Depression is sometimes described as mild, moderate or severe. Symptoms include feelings of deep sadness that can last for a long time (weeks or months) and are serious enough to interfere with daily life. Motivation can be affected and people may experience thoughts of life not being worth living, which in some cases can lead to suicidal behaviour. Watch this video about depression from the World Health Organisation
Take a look at more information on stress, anxiety and depression.
BI-POLAR DISORDER (MANIC DEPRESSION)
Both these terms are used to describe this condition where a person may ‘swing’ between episodes of extreme low mood and depressive symptoms to being ‘high’ or elated. During a manic episode a person may have high energy levels, grand or unrealistic ideas and become reckless (e.g. taking risks, overspending). People may go through the mood cycles at different rates and times. Click here for more information.
PSYCHOSIS & SCHIZOPHRENIA
Psychosis is a term used when a person appears to lose touch with reality. Schizophrenia is the most common form and people may hear, see or believe things that aren’t real to others (e.g. hearing voices, feelings of paranoia). If the illness becomes chronic (long term) the person may withdraw from the outside world and neglect themselves. Click here for more information and to watch a video about psychosis.
There are other conditions such as Personality Disorder and mental ill health is often associated with eating disorders, and drug and alcohol abuse. For more information about mental health conditions, treatment and recovery visit www.nhs.uk
There are many different types of therapies or ‘talking treatments’ which can involve talking over difficulties and feelings, changing the way they communicate or behave or make decisions that affect their lives. Some common talking treatments are counselling, cognitive behavioural therapy (CBT), and psychotherapy. Therapies can be offered through the NHS usually via GP referral or can be paid for privately. Medication can be very effective especially if used alongside ‘talking treatments’, support from others and lifestyle changes. If a person’s symptoms are severe enough they may be referred by their GP to specialist or ‘secondary care’ mental health services. Some people may also be 'sectioned' - click on the link to find out what that means.

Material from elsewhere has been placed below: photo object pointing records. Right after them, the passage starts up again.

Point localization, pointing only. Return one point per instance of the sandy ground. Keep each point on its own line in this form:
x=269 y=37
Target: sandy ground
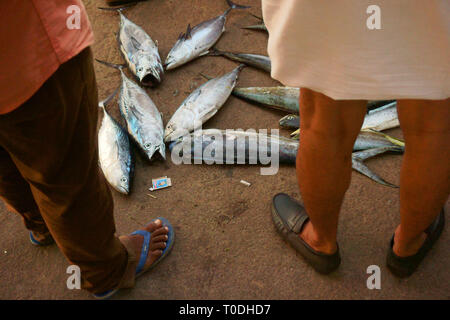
x=226 y=246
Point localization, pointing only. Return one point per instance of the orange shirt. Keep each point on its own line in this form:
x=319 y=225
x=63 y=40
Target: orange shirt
x=36 y=37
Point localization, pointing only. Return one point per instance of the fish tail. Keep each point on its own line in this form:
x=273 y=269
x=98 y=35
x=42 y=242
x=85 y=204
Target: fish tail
x=112 y=65
x=215 y=52
x=162 y=150
x=397 y=142
x=236 y=6
x=108 y=99
x=119 y=8
x=359 y=166
x=295 y=133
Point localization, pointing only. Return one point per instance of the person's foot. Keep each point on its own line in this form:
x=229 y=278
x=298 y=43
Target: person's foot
x=310 y=237
x=157 y=242
x=290 y=220
x=41 y=238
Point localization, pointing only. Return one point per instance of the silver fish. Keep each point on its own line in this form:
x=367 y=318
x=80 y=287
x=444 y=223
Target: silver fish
x=114 y=151
x=144 y=122
x=382 y=118
x=282 y=98
x=201 y=105
x=291 y=121
x=139 y=51
x=254 y=60
x=260 y=26
x=287 y=99
x=358 y=162
x=197 y=41
x=245 y=152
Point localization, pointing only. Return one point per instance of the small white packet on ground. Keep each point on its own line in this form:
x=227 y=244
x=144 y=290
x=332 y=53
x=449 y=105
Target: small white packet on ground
x=160 y=183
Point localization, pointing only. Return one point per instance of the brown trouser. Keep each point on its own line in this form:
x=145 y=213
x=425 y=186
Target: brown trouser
x=49 y=173
x=328 y=131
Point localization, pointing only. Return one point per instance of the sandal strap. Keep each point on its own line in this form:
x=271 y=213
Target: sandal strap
x=144 y=250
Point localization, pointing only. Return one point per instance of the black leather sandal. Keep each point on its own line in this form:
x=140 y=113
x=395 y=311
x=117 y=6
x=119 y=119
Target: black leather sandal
x=403 y=267
x=289 y=217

Recovery is about seeing people beyond their problems, recognising and fostering the opportunities that harness their abilities, interests and dreams. Unlike with a physical illness, it is not always possible to talk of a ‘cure’. In a mental health context, recovery emphasises that while people may not have full control over their symptoms, they can have full control over their lives. The MINDFUL EMPLOYER Line Managers’ Resource contains more information and guidance about supporting your staff.
And take a look at an ACAS online learning course developed in conjunction with MINDFUL EMPLOYER. Scroll down the courses to Mental health awareness for employers. You'll need to log in or create an account.
SOME NOTES ABOUT...
If you are worried about someone who is expressing suicidal thoughts then there is some useful information on suicide.

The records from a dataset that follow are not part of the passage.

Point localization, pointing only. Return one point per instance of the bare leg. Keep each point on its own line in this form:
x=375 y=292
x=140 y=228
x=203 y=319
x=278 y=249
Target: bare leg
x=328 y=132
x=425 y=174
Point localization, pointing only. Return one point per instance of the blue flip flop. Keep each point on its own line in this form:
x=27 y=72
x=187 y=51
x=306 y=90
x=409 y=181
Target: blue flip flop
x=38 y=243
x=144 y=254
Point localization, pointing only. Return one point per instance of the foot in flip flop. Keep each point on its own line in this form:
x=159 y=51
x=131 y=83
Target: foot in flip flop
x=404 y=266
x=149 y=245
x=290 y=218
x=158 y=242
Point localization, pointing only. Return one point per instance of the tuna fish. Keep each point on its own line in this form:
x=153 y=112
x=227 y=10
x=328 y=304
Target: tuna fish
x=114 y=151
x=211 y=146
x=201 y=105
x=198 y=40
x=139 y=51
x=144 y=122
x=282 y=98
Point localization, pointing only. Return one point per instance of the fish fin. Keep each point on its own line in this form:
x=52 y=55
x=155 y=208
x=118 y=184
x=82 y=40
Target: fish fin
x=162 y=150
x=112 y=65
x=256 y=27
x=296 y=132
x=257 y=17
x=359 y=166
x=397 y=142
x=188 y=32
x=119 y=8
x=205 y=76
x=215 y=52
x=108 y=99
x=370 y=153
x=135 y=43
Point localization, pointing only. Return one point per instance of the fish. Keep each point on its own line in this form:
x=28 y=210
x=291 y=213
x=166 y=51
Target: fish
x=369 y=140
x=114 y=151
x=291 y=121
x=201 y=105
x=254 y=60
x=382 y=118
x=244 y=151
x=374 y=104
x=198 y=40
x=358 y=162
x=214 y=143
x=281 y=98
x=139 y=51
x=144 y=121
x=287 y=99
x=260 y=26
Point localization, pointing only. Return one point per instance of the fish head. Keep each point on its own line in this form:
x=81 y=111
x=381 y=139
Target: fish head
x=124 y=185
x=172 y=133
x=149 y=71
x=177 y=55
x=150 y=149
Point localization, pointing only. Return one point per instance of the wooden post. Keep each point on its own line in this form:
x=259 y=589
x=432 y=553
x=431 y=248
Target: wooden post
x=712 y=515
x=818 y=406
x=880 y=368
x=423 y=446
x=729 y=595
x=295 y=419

Asperger Syndrome and other Autistic Spectrum Disorders are not mental health conditions but people with such conditions may also experience mental ill health - download this useful paper about Autism & the workplace from the TUC. AS Mentoring offer specialist workplace support as do the National Autistic Society.
Alcohol and drug use can also be associated with mental ill health. There is a lot of information available about alcohol issues and drug usage. Alcoholics Anonymous have Employment Liaison Officers who can provide support for employers and employees.